Here's an example of the pressure-induced ice ranges I talked about in my post from a few days back. To give you a sense of scale, that lethal looking peak on the right must have been close to 3 feet tall.
I'm currently reading a book about Ernest Shackleton's ill-fated trans-Antarctic attempt begun in 1914. After his ship, the Endurance, was trapped and ultimately destroyed in the ice floes of the Weddell Sea, the group of men spent over a year camped out on top of the sea ice waiting for it to either break up and allow passage by boat, or carry them close enough to land to make a run for it over the ice. Can you imagine...they WINTERED in Antarctica...camped in little canvas tents atop a floating mass of sea ice...their boots were made of felt!
Anyway, at this point in the story it's mid April and the ice pack is breaking up. The floe cracked underneath their tents during the night and sent one of the party into the sea while still curled up in his sleeping bag (he survived by running around the remaining ice chunk until his frozen clothing dried out). Shackleton then made the decision that ice-top camping was no longer safe and ordered everyone to pile into three rafts and set out across the still heavily icy water. This is where things start to get really bad. Imagine trying to navigate around a broken ice pack rising up to 5 feet above the water. These immense chunks occasionally collide raising ice ranges stories tall and crushing anything that happens to be in their way. The ocean swells are so large that, when separated, each boat is hidden from the other behind huge rolling hills of water.

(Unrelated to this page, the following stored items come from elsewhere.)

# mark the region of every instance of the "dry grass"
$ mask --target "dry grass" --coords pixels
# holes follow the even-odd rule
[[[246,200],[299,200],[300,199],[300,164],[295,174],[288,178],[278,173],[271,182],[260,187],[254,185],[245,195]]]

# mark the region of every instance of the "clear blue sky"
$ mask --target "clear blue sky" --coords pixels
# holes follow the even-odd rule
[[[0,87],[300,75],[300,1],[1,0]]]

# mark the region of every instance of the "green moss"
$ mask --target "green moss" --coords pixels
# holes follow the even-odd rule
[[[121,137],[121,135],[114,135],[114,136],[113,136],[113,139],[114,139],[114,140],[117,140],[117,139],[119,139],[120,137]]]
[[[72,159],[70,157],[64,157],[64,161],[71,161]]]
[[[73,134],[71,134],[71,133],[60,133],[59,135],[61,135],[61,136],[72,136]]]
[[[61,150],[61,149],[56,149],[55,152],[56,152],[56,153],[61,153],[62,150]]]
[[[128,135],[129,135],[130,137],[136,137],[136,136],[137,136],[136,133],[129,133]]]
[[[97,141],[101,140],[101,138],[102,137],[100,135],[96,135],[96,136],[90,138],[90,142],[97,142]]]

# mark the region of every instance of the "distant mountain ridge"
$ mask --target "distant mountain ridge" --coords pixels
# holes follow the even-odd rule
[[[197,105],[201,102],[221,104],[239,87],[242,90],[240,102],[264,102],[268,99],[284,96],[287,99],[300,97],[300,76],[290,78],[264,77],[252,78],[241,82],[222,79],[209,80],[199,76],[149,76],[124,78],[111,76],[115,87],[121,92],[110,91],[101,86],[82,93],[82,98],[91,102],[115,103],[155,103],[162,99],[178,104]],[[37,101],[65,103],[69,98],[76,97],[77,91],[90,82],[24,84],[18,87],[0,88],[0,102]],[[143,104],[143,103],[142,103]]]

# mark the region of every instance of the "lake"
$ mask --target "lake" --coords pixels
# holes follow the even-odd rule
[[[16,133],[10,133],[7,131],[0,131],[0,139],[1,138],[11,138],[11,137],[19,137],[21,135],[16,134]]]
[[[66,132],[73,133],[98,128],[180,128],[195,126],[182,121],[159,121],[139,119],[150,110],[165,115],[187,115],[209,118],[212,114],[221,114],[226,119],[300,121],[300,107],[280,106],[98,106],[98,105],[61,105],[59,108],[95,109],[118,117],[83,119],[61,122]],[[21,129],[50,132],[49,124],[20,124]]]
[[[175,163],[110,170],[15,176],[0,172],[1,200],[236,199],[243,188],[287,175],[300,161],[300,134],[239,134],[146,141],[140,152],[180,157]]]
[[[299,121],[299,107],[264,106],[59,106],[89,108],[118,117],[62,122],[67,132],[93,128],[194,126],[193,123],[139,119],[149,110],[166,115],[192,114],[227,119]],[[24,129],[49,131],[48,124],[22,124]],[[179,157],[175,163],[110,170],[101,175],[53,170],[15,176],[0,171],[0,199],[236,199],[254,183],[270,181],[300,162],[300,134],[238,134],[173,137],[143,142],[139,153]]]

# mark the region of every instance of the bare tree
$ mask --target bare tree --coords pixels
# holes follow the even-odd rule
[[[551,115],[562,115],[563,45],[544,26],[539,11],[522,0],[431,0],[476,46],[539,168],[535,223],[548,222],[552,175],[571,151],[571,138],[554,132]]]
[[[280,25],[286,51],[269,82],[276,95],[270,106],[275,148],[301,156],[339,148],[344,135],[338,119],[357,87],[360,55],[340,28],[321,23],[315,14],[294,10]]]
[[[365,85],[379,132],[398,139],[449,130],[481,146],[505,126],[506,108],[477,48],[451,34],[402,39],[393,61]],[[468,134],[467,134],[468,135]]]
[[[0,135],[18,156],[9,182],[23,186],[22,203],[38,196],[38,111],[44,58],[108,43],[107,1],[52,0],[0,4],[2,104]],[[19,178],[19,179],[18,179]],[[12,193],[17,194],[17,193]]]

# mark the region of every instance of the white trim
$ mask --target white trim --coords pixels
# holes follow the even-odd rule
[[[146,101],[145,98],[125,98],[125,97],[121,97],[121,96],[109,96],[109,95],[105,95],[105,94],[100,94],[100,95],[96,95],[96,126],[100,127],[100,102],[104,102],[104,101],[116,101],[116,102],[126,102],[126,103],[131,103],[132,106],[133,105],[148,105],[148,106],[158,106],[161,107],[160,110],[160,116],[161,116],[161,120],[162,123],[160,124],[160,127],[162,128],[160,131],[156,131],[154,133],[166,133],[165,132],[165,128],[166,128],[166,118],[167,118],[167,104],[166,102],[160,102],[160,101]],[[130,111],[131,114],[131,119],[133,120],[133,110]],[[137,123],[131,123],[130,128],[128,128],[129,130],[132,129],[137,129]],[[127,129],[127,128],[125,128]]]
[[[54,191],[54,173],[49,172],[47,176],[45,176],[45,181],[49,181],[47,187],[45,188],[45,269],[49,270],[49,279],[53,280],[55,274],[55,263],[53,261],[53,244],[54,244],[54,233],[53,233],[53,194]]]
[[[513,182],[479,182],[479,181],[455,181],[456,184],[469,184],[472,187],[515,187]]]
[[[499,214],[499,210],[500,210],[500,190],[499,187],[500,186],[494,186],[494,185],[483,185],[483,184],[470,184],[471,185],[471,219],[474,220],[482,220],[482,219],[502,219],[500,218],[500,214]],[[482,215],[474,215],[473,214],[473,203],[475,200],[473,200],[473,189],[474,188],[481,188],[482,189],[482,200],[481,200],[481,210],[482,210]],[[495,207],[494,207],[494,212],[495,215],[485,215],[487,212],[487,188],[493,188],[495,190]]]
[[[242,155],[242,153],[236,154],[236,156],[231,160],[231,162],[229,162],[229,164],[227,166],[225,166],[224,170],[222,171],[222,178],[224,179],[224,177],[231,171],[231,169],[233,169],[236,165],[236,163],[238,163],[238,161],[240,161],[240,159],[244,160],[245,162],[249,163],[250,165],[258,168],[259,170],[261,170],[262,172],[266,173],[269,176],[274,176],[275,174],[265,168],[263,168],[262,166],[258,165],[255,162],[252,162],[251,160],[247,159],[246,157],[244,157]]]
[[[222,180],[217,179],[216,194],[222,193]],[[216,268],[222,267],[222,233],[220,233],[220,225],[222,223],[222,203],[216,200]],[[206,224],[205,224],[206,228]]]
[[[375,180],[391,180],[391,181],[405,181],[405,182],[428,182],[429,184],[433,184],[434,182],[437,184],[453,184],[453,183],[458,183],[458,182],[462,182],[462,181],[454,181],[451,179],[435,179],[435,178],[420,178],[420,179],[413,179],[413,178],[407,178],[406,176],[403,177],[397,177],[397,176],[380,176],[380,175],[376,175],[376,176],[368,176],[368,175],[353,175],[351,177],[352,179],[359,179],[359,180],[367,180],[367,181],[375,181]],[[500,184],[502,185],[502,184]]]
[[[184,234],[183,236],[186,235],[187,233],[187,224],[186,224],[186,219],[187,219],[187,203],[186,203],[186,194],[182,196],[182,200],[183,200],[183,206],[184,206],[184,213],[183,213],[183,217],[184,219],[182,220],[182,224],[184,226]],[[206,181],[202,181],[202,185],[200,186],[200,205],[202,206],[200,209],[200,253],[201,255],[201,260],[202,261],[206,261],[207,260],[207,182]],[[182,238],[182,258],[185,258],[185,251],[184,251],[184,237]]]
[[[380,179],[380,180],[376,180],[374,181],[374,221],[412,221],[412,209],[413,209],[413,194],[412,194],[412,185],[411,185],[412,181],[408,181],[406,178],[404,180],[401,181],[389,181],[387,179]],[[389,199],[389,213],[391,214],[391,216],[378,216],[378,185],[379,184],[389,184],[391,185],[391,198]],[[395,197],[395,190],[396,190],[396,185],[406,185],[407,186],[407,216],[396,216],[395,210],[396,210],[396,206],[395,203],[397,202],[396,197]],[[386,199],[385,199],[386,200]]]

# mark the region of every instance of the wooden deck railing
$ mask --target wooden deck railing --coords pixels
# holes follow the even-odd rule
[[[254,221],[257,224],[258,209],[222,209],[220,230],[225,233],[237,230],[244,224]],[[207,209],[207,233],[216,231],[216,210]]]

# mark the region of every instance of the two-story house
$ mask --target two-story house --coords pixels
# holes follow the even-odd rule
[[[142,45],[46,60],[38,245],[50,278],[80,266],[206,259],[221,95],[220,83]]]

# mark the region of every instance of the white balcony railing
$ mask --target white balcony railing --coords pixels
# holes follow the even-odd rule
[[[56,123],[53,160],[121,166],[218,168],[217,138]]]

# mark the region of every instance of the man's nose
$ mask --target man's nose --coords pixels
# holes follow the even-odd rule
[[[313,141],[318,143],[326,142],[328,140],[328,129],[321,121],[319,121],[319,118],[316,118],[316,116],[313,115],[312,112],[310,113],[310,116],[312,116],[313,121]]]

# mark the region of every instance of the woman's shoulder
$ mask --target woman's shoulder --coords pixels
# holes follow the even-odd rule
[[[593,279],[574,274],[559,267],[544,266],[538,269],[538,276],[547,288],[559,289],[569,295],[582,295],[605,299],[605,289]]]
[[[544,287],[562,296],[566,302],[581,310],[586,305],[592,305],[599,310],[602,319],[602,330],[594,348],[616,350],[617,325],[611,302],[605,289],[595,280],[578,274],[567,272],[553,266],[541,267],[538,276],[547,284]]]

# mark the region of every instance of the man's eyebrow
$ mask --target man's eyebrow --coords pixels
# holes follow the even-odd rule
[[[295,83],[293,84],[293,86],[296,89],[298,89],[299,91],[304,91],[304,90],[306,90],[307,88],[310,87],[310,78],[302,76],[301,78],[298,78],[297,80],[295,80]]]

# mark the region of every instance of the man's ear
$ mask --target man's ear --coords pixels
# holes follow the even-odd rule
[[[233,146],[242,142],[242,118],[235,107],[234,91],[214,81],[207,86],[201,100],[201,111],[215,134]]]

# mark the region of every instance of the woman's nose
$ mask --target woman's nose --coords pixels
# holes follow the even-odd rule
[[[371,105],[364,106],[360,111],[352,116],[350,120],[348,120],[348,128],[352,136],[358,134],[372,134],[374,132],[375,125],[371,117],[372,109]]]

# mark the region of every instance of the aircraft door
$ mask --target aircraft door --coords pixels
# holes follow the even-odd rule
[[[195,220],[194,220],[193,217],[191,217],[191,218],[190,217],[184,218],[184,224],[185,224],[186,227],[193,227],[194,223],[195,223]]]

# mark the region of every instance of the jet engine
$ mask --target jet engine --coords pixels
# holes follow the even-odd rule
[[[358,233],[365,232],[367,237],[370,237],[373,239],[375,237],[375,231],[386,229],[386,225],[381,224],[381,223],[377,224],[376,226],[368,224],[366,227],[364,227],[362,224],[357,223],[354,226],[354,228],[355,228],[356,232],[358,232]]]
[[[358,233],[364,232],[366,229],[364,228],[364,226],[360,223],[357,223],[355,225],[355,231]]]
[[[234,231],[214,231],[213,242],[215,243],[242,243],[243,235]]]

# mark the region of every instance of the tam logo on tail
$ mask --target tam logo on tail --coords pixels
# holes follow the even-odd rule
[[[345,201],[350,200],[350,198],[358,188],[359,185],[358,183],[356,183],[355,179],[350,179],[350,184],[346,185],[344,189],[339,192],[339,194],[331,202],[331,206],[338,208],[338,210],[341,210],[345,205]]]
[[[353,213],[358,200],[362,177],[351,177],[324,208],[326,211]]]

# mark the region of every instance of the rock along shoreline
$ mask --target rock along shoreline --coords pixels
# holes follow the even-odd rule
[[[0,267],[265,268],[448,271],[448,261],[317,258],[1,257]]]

This morning while gazing at the knife-edge shards of broken ice uplifted above the surface of Lake Michigan, I tried to scale up the scene and imagine the dire intensity of Shackleton's travails. I heard about this book (Endurance by Alfred Lansing) on NPR as part of a segment recommending good reads for grad students. Their rationale was that while struggling through the worst of your studies, you could pause for a moment and think, "well, I guess things could be worse."